Thursday, December 14, 2006

Two Christmases

I have been thinking about Christmas celebrations and their meaning over the past few weeks. I read a clip somewhere reminding me about how Christmas celebrations are relatively recent in our nation's history becuase the first settlers shunned such celebrations as too worldly.

I have been thinking about the debate over whether stores should put up signs that say Merry Christmas or Happy Holidays. As far as I can tell, they put those signs up in an effort to sell stuff, not because they care about the birth of Jesus Christ. I would actually prefer they say something other than Merry Christmas in their efforts to sell stuff. After all, Christmas is not about commercialism or materialism.

I listened to a woman who serves in the after school ministry for at risk youth (The Generation Station) tell a story about taking 17 kids to see The Nativity. After the movie, one of them commented to her "Ms. Anita lied to us. She said we were going to see a Christmas movie!" Obvioulsy, Christmas movies are things like Elf and Santa Claus 3. We had a good laugh.

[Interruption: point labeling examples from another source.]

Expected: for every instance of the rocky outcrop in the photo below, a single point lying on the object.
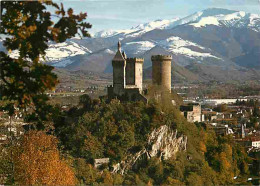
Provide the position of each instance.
(162, 142)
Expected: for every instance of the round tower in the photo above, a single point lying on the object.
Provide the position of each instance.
(161, 71)
(119, 64)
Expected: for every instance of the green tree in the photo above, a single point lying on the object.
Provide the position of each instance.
(28, 27)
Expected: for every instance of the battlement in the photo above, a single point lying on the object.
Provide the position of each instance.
(134, 60)
(161, 57)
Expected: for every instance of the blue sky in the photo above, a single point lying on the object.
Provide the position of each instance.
(123, 14)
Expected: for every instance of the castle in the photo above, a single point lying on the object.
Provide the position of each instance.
(128, 76)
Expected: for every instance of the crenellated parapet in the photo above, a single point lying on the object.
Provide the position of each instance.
(161, 57)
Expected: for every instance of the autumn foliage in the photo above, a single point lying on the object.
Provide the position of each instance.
(37, 161)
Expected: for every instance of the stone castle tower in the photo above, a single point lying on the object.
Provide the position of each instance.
(161, 71)
(128, 76)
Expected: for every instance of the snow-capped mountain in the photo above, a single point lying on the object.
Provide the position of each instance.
(225, 39)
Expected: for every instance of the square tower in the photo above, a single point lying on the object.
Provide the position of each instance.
(134, 72)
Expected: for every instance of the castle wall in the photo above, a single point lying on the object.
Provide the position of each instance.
(139, 75)
(130, 72)
(161, 71)
(118, 77)
(134, 72)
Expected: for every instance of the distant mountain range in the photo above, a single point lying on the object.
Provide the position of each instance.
(214, 44)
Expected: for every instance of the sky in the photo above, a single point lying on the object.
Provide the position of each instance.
(124, 14)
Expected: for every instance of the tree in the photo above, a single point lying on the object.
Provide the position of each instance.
(28, 27)
(37, 161)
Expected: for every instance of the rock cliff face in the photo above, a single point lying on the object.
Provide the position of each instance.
(162, 142)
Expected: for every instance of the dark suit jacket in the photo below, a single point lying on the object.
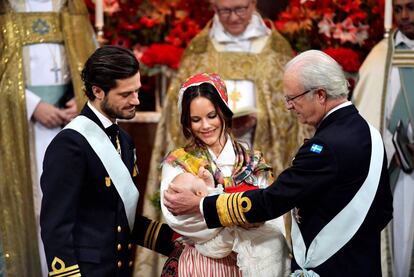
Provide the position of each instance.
(320, 186)
(83, 221)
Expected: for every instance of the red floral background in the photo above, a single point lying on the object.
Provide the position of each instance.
(159, 30)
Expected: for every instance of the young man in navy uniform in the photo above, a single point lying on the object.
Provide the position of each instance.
(88, 220)
(337, 185)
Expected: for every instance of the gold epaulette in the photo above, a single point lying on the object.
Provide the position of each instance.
(59, 269)
(231, 208)
(403, 58)
(151, 235)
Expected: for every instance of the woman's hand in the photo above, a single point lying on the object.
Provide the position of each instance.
(181, 201)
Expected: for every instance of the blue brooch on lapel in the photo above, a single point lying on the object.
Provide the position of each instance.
(316, 148)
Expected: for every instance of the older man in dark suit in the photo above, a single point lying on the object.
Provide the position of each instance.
(337, 184)
(88, 220)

Then on the radio yesterday, I heard an NPR open call in show about the airport out west that removed its two Christmas trees rather than put in a menorah. A man called in to say that he does not call himself a Christian, he was not raised in the Church...but he does celebrate Christmas. He elaborated by saying he decorates, puts up a tree, and exchanges gifts with his family. Christmas for him is really a secular holiday.

That just confirmed things for me. There are actually two kinds of Christmases in our country (world?). One is the secular Christmas, which is about Santa Claus, elves, trees, office parties, family dinners, and presents. The Christmas celebrated by the Church and by those committed to following Jesus is about the birth of God's Son, Jesus, in human form, Emmanuel (which means God with us). All of the tinsel, trees, gifts, egg nog, and advertisements don't really have much to do with this deep reality, except that they are tools for celebrating. The birth of Jesus is certainly worth celebrating... I guess the question we have to ponder is what we are actually celebrating, why, and how our celebrations point to this in genuine ways.